The Honourable Brush's agate eyes caught the light, and he addressed Mr. Billings in a voice which, by dint of long training, only carried a few feet.
“There's the man the Northeastern's got to look out for,” he said. “The Humphrey Crewes don't count. But if Austen Vane ever gets started, there'll be trouble. Old man Flint's got some such idea as that, too. I overheard him givin' it to old Hilary once, up at Fairview, and Hilary said he couldn't control him. I guess nobody else can control him. I wish I'd seen him kick Ham downstairs.”
“I'd like to kick him downstairs,” said Mr. Billings, savagely biting off another cigar.
“I guess you hadn't better try it, Nat,” said Mr. Bascom.
Meanwhile Austen had returned to his own office, and shut the door. His luncheon hour came and went, and still he sat by the open window gazing out across the teeming plain, and up the green valley whence the Blue came singing from the highlands. In spirit he followed the water to Leith, and beyond, where it swung in a wide circle and hurried between wondrous hills like those in the backgrounds of the old Italians: hills of close-cropped pastures, dotted with shapely sentinel oaks and maples which cast sharp, rounded shadows on the slopes at noonday; with thin fantastic elms on the gentle sky-lines, and forests massed here and there—silent, impenetrable hills from a story-book of a land of mystery. The river coursed between them on its rocky bed, flinging its myriad gems to the sun. This was the Vale of the Blue, and she had touched it with meaning for him, and gone.

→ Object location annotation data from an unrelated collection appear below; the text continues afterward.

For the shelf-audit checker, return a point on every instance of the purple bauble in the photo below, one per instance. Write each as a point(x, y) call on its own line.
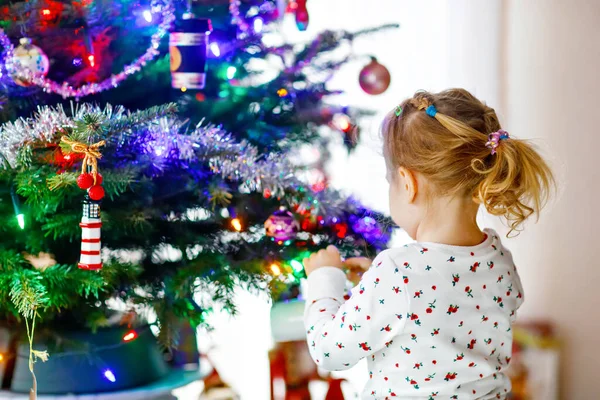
point(281, 225)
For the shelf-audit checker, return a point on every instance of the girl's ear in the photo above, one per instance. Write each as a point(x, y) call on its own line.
point(408, 180)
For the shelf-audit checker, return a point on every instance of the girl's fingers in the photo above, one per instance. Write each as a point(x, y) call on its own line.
point(331, 248)
point(358, 262)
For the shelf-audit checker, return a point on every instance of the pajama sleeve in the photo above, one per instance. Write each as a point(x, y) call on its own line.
point(339, 333)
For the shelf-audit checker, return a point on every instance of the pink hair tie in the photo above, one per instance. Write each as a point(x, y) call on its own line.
point(494, 139)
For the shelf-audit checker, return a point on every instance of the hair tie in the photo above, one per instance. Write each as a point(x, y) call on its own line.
point(494, 139)
point(431, 111)
point(398, 110)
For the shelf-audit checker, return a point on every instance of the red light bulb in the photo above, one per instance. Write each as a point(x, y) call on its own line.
point(129, 336)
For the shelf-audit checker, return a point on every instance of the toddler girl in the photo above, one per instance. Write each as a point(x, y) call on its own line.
point(434, 317)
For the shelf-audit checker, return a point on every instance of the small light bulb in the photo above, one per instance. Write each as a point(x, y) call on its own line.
point(21, 220)
point(258, 25)
point(147, 15)
point(129, 336)
point(231, 72)
point(236, 224)
point(275, 269)
point(108, 374)
point(297, 265)
point(214, 47)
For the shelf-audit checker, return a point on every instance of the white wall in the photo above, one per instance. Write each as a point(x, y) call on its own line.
point(552, 85)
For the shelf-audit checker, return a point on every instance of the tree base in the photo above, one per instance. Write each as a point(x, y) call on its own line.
point(111, 360)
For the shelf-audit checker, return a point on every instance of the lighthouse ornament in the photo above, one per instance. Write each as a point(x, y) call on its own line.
point(90, 235)
point(91, 223)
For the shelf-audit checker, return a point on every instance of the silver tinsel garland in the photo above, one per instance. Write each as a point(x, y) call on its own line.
point(232, 159)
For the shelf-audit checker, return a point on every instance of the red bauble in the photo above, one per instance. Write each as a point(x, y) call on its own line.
point(301, 15)
point(96, 192)
point(374, 78)
point(85, 181)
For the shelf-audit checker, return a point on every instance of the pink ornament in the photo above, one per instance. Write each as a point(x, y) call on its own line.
point(281, 225)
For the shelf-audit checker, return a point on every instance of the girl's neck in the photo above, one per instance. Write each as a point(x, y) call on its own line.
point(451, 221)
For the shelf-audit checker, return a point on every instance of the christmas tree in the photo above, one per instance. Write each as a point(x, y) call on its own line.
point(199, 191)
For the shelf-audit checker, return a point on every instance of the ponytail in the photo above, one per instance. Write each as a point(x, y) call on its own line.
point(517, 185)
point(505, 174)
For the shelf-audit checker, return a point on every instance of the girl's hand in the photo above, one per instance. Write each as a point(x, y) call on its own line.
point(329, 257)
point(356, 267)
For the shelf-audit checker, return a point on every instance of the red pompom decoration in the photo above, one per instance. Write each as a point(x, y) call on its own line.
point(85, 181)
point(96, 192)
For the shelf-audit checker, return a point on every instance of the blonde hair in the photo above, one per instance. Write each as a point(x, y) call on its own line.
point(450, 149)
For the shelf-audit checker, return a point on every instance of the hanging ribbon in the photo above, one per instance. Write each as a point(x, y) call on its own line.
point(91, 154)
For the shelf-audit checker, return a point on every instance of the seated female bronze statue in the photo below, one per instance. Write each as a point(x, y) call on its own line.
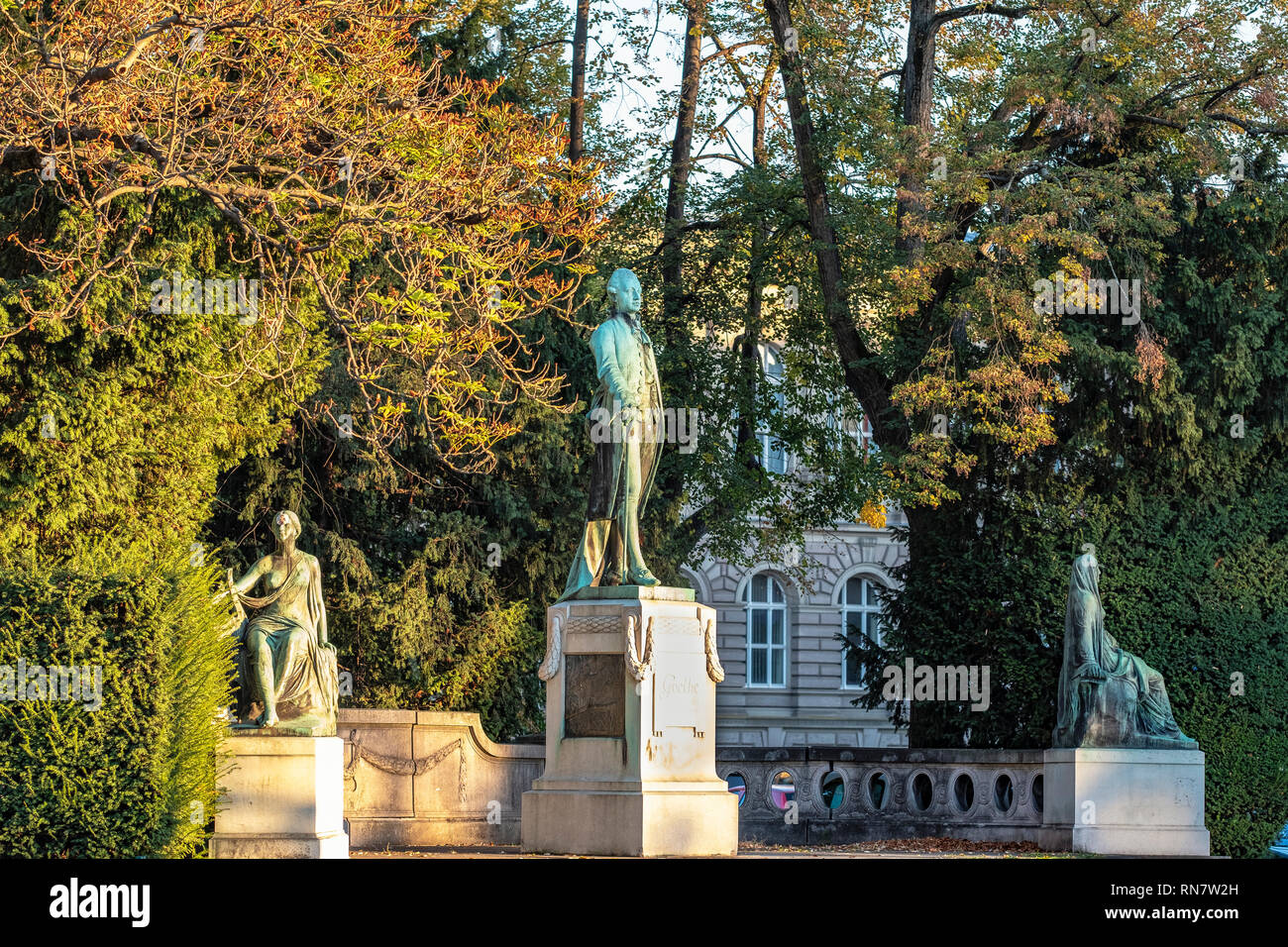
point(286, 669)
point(1108, 697)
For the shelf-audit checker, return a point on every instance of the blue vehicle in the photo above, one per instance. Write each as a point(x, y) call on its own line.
point(1279, 847)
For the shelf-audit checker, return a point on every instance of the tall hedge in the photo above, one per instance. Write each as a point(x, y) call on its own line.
point(137, 776)
point(1180, 480)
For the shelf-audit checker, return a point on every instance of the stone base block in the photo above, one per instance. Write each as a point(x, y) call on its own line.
point(592, 822)
point(283, 797)
point(1125, 801)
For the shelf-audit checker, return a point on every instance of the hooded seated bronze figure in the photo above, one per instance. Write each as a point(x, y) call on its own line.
point(1108, 696)
point(623, 423)
point(286, 669)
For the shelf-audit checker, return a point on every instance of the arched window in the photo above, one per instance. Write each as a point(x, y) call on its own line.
point(767, 633)
point(861, 617)
point(773, 457)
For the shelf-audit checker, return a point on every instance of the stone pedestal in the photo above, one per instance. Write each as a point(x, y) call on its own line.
point(283, 799)
point(630, 729)
point(1125, 801)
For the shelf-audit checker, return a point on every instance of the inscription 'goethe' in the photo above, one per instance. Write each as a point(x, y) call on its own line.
point(681, 697)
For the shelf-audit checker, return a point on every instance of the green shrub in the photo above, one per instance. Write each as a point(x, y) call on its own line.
point(137, 776)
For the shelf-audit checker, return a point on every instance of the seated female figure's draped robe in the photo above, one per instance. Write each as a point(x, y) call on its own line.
point(304, 673)
point(1128, 682)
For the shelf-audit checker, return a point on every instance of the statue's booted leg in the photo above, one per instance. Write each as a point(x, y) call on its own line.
point(636, 573)
point(262, 659)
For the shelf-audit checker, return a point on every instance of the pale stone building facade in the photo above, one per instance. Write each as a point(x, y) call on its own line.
point(787, 681)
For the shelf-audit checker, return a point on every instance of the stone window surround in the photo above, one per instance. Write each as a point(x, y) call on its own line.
point(870, 573)
point(786, 647)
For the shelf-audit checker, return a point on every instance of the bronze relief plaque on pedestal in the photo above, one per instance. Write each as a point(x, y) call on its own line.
point(593, 696)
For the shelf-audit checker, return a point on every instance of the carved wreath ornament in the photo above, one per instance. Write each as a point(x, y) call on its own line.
point(639, 669)
point(554, 646)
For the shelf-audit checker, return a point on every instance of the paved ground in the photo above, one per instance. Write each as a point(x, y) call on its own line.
point(906, 848)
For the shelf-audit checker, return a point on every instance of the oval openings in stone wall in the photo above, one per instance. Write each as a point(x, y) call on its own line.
point(782, 789)
point(877, 789)
point(1004, 791)
point(922, 791)
point(832, 789)
point(738, 787)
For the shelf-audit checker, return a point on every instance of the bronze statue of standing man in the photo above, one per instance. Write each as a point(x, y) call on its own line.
point(623, 420)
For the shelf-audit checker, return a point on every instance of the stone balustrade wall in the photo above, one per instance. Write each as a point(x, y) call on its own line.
point(845, 795)
point(434, 779)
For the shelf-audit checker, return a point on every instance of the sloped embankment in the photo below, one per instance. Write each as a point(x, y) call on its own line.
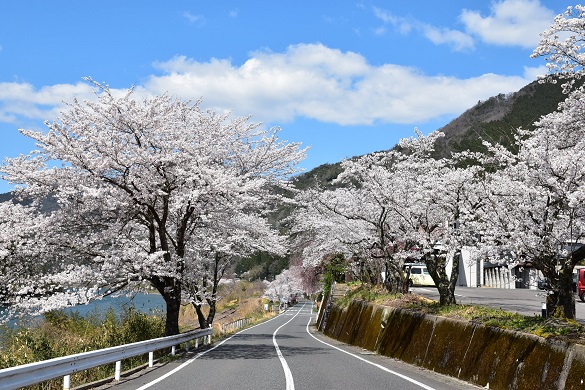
point(472, 352)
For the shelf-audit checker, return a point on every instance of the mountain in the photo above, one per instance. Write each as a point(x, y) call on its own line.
point(495, 119)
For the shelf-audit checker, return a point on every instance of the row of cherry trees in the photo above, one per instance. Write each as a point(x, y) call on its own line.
point(154, 191)
point(518, 206)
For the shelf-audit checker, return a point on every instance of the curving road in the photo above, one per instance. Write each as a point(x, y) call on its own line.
point(286, 353)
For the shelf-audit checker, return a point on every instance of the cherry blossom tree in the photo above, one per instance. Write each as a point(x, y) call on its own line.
point(396, 206)
point(563, 46)
point(436, 200)
point(134, 181)
point(537, 212)
point(226, 238)
point(285, 285)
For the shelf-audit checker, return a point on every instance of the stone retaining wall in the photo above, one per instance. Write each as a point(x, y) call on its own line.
point(478, 354)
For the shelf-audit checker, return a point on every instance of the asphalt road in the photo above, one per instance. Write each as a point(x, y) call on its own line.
point(286, 353)
point(523, 301)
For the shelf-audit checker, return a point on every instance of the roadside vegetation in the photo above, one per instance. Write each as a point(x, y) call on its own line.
point(61, 333)
point(552, 327)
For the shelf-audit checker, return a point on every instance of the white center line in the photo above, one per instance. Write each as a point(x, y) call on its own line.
point(369, 362)
point(290, 383)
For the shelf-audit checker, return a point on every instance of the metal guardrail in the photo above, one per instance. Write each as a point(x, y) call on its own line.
point(235, 325)
point(29, 374)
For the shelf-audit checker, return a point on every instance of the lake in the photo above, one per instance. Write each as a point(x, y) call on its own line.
point(146, 303)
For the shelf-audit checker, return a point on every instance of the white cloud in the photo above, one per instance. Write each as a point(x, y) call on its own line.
point(309, 80)
point(511, 22)
point(327, 85)
point(534, 73)
point(22, 100)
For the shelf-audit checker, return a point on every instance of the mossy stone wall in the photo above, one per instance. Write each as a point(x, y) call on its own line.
point(472, 352)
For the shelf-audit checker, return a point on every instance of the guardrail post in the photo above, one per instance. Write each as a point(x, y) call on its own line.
point(118, 370)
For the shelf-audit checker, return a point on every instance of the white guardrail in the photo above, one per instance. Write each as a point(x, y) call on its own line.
point(29, 374)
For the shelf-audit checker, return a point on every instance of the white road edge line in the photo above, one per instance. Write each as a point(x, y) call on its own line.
point(373, 364)
point(146, 386)
point(290, 383)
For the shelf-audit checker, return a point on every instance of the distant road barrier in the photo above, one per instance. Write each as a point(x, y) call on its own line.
point(29, 374)
point(235, 325)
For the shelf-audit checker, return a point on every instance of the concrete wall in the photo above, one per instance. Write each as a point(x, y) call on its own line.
point(475, 353)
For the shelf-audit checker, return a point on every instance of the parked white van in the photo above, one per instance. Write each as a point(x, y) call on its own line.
point(419, 275)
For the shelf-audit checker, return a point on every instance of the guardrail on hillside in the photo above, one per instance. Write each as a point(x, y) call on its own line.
point(235, 325)
point(29, 374)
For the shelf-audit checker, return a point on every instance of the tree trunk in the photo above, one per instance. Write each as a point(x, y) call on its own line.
point(436, 266)
point(561, 301)
point(172, 320)
point(211, 314)
point(170, 290)
point(203, 324)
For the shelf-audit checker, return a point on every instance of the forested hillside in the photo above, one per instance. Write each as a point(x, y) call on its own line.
point(494, 120)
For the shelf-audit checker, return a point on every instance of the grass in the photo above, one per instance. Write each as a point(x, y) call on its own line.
point(558, 328)
point(61, 333)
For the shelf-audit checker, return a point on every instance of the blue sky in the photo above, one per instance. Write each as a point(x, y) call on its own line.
point(344, 77)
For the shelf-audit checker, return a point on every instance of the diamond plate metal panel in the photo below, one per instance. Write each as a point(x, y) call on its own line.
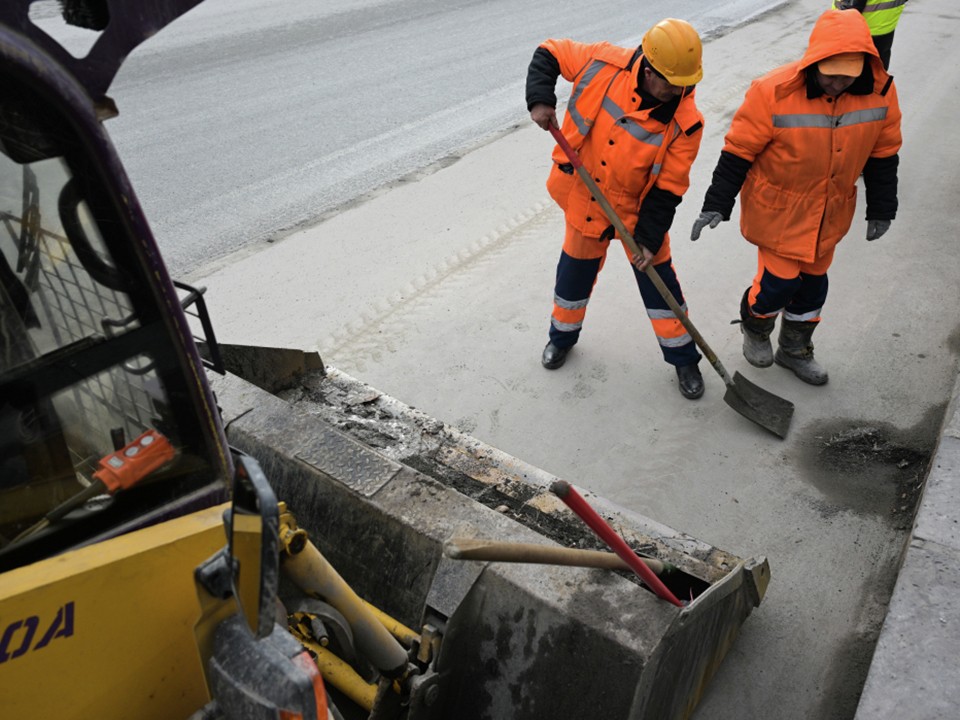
point(343, 459)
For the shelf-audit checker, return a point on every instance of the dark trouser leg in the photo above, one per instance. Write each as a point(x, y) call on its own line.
point(677, 346)
point(581, 260)
point(800, 319)
point(571, 294)
point(756, 334)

He drew from his coat a worn pocket-book, and from the pocket-book a letter. It was dated in New York in February, and though he knew it by heart he found a strange solace in the pain which it gave him to reread it. He stared at the monogram on the paper, which seemed so emblematic of her; for he had often reflected that her things—even such minute insignia as this—belonged to her. She impressed them not only with her taste, but with her character. The entwined letters, Y. F., of the design were not, he thought, of a meaningless, frivolous daintiness, but stood for something. Then he read the note again. It was only a note.
“MY DEAR MR. VANE: I have come back to find my mother ill, and I am
taking her to France. We are sailing, unexpectedly, to-morrow,
there being a difficulty about a passage later. I cannot refrain
from sending you a line before I go to tell you that I did you an
injustice. You will no doubt think it strange that I should write
to you, but I shall be troubled until it is off my mind. I am
ashamed to have been so stupid. I think I know now why you would
not consent to be a candidate, and I respect you for it.
“Sincerely your friend,
“VICTORIA FLINT.”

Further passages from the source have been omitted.